I remember going through ‘ad school’, under the wonderful tutelage of Tony Cullingham, and being told – aside from a healthy dose of creativity and sheer hard work – I had to know my ‘ad history’; the great agencies (past and present), famous ad campaigns, and the best copywriters and art directors in the industry.
The first time I was ever asked who my favourite copywriter was, I said “David Abbott”, without thinking. I knew nothing of his work, but knew his name, so thought that answer would make me sound good. Retrospectively, I looked up his work: what an unintentionally brilliant choice I’d made in naming him.

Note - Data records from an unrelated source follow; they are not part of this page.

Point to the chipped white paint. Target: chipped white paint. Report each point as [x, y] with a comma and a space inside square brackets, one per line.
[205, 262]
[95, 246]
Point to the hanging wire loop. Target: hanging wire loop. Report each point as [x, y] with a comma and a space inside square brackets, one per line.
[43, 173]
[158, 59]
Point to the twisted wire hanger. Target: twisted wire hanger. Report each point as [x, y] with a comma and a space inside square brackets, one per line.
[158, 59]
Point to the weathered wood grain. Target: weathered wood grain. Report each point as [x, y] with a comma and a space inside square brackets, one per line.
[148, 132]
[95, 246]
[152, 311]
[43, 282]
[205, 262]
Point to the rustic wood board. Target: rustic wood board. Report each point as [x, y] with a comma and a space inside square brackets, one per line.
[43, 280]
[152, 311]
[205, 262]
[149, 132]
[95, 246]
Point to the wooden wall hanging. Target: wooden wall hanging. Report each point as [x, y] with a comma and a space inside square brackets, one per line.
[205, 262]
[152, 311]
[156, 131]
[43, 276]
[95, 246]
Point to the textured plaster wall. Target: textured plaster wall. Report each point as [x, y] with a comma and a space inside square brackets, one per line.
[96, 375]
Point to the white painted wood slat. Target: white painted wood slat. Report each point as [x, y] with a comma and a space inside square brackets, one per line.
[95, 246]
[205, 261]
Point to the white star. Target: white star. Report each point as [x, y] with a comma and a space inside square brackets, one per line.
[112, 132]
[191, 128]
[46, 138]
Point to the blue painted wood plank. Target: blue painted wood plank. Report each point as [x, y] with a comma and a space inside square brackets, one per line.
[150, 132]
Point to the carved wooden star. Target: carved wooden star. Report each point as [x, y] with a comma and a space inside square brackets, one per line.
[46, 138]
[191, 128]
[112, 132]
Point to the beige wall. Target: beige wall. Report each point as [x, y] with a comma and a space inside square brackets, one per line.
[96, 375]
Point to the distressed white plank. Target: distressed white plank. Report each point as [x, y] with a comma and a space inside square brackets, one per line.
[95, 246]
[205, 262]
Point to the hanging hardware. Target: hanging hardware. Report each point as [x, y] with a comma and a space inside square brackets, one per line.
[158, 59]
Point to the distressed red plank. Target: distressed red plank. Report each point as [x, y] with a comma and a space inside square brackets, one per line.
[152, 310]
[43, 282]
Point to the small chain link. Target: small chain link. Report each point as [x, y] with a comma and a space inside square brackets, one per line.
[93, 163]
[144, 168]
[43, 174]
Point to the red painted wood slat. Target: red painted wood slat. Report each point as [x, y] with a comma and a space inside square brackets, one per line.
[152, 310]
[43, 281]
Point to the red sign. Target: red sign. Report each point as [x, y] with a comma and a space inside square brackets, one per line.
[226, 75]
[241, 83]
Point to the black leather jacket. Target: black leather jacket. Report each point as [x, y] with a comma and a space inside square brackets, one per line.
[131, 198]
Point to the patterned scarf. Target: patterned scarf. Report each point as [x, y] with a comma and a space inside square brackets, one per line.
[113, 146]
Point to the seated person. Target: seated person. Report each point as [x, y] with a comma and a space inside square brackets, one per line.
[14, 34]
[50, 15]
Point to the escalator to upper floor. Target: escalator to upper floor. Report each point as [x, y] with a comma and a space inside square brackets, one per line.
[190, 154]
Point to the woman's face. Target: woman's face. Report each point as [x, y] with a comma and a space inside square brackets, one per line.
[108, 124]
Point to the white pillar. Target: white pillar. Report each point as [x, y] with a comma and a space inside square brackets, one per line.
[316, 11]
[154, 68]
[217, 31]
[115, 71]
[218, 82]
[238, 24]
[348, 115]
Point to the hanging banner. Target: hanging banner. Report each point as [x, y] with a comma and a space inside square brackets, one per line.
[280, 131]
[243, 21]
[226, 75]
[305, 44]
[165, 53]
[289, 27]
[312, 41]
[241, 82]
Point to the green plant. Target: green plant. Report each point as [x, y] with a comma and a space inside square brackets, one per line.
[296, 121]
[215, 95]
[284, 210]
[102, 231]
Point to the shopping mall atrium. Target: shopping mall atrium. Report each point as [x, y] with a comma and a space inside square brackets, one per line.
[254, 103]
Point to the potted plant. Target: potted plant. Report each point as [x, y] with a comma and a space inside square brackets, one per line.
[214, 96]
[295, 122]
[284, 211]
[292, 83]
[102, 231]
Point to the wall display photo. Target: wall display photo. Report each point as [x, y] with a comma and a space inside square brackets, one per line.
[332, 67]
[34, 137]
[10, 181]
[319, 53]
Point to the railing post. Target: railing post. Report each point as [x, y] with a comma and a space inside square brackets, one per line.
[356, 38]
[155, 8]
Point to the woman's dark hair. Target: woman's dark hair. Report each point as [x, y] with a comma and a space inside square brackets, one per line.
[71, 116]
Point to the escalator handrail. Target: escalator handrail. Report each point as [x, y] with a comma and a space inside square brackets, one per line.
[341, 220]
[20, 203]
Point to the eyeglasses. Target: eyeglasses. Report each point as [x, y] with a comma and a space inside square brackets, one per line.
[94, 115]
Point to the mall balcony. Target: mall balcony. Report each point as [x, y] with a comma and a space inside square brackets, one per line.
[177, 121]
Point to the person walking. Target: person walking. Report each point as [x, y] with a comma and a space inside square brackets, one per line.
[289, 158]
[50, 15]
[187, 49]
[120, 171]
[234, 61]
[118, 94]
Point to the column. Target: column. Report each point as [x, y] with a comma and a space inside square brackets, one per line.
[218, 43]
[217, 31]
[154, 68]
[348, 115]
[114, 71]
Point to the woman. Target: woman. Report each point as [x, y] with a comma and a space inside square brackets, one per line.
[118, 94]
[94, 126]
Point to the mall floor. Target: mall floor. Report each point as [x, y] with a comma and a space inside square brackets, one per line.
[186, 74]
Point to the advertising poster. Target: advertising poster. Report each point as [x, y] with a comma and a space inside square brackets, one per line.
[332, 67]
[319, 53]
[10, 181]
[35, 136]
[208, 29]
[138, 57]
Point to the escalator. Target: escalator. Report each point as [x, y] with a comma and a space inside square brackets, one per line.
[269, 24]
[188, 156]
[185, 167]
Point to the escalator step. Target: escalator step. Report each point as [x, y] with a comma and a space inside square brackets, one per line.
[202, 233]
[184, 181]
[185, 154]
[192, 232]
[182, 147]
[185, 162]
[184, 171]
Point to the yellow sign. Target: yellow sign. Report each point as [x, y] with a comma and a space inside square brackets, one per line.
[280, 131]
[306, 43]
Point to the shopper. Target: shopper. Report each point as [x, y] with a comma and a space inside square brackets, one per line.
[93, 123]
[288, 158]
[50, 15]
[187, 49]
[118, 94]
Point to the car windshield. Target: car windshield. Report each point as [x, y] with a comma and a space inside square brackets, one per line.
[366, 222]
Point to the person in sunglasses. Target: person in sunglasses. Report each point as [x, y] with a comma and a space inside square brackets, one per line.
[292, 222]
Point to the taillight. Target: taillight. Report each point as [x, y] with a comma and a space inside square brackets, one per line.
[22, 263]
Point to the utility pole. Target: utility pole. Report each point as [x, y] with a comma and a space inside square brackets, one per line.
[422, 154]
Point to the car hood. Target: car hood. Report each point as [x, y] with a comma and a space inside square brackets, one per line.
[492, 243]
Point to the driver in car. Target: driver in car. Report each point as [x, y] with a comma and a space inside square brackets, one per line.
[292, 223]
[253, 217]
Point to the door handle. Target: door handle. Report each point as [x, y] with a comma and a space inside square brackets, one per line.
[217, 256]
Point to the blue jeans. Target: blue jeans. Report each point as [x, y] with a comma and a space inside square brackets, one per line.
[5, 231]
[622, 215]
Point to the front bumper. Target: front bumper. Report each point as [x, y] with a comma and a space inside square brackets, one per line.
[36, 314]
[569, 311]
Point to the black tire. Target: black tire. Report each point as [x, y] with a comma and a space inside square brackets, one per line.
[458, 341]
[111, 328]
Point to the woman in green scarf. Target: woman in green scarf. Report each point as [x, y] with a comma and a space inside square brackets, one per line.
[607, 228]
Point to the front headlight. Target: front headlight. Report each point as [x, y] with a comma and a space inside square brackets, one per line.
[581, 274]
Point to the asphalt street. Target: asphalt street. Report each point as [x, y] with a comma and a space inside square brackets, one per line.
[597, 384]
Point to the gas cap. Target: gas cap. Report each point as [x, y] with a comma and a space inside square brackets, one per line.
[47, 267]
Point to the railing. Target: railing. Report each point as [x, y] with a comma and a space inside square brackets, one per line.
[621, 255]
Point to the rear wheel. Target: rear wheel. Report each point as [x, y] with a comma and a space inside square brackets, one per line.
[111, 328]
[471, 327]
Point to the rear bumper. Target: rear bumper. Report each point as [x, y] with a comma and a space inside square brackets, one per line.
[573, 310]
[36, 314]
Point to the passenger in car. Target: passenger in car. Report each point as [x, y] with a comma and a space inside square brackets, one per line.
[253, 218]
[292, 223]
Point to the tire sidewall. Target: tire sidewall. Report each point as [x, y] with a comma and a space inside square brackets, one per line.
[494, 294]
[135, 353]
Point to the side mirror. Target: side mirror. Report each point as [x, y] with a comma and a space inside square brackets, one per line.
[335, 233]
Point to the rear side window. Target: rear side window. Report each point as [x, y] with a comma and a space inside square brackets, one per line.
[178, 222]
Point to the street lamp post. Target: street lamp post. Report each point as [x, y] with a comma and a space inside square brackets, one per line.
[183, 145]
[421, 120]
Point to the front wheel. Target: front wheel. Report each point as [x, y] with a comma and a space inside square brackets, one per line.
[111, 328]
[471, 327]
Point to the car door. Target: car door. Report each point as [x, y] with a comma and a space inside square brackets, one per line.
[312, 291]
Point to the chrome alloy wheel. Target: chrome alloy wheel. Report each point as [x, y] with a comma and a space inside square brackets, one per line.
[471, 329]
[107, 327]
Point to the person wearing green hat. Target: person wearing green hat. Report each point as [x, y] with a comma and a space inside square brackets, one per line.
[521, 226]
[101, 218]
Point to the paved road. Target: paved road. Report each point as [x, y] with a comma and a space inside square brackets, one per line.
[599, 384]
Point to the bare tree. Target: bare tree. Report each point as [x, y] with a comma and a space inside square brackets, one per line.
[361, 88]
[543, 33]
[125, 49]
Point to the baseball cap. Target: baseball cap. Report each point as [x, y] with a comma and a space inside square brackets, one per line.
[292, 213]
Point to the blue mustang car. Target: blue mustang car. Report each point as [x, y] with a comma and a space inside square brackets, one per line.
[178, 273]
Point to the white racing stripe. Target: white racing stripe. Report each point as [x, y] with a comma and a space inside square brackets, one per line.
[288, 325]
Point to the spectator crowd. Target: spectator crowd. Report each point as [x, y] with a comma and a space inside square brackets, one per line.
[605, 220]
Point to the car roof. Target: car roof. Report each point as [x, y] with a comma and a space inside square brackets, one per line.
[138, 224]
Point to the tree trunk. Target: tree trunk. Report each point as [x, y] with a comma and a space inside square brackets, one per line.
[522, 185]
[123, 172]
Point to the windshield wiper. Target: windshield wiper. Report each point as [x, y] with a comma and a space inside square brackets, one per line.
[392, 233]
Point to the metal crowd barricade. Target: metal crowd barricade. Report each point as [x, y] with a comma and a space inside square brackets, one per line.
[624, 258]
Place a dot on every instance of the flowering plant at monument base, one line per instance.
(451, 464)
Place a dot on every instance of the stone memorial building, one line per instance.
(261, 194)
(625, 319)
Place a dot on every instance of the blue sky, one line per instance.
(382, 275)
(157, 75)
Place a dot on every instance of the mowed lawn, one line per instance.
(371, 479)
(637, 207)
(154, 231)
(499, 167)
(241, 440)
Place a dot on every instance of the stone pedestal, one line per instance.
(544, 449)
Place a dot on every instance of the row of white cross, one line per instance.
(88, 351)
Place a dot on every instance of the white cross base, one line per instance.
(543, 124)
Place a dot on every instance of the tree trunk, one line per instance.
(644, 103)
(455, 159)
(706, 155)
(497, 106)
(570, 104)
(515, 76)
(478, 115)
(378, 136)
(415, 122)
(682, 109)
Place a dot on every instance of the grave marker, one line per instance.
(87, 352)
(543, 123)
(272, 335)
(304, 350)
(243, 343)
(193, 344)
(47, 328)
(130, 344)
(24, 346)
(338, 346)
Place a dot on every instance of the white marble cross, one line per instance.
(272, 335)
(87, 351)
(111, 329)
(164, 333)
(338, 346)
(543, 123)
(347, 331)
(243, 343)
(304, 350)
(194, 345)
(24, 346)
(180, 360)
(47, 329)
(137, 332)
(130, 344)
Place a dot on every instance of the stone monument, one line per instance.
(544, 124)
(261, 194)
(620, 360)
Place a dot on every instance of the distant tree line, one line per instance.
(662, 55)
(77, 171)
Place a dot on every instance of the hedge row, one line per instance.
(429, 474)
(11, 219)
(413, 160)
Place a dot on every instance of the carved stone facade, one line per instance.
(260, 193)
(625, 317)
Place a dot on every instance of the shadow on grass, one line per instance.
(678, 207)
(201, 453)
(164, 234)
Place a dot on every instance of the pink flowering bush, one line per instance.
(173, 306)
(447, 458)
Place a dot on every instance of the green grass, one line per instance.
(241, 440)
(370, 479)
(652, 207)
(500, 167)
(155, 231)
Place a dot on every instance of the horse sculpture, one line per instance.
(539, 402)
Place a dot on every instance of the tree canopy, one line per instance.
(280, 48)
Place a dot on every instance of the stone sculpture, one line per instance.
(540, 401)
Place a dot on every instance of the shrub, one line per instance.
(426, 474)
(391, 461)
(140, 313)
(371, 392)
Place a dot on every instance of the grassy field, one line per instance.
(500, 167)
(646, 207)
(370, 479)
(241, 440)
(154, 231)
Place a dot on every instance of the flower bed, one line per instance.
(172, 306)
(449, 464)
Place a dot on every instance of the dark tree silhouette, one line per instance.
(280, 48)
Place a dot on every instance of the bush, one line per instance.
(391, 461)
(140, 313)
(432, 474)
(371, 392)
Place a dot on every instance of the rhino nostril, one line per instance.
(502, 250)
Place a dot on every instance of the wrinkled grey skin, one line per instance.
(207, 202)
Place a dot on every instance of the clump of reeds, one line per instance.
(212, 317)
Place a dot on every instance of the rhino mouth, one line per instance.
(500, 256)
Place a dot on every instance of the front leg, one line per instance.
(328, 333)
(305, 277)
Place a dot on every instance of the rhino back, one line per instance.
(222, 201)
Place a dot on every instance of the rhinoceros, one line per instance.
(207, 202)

He was phenomenal conceptually, but with a fair chunk of incredibly smart copy thrown into the mix.
His work resonated with me as, although I was learning how to craft conceptual campaigns, I hankered after writing longer form copy – it was my default mode.
At one point, I was told “look, Nick, you can’t write your way out of every client brief”
David Abbott’s work showed me that, while – to a degree – that statement was true, it was possible to marry visual work to smart, punchy copy that had real impact.
Too often, the word ‘legendary’ gets bandied about. I get told that ‘copywriter x’ is legendary and I should’ve heard of them. When I look them up, they’re great at writing sales letters, but that seems to be it.
That doesn’t make you a great copywriter, it simply means you mastered one particular format.
David Abbott, from what I could see, was worthy of the term ‘legendary’ in his field, across all platforms/channels.
The likelihood of me ever reaching the dizzy heights of Mr Abbott are slim to zero, but he gave me confidence to believe I could be a decent copywriter and set a benchmark for me.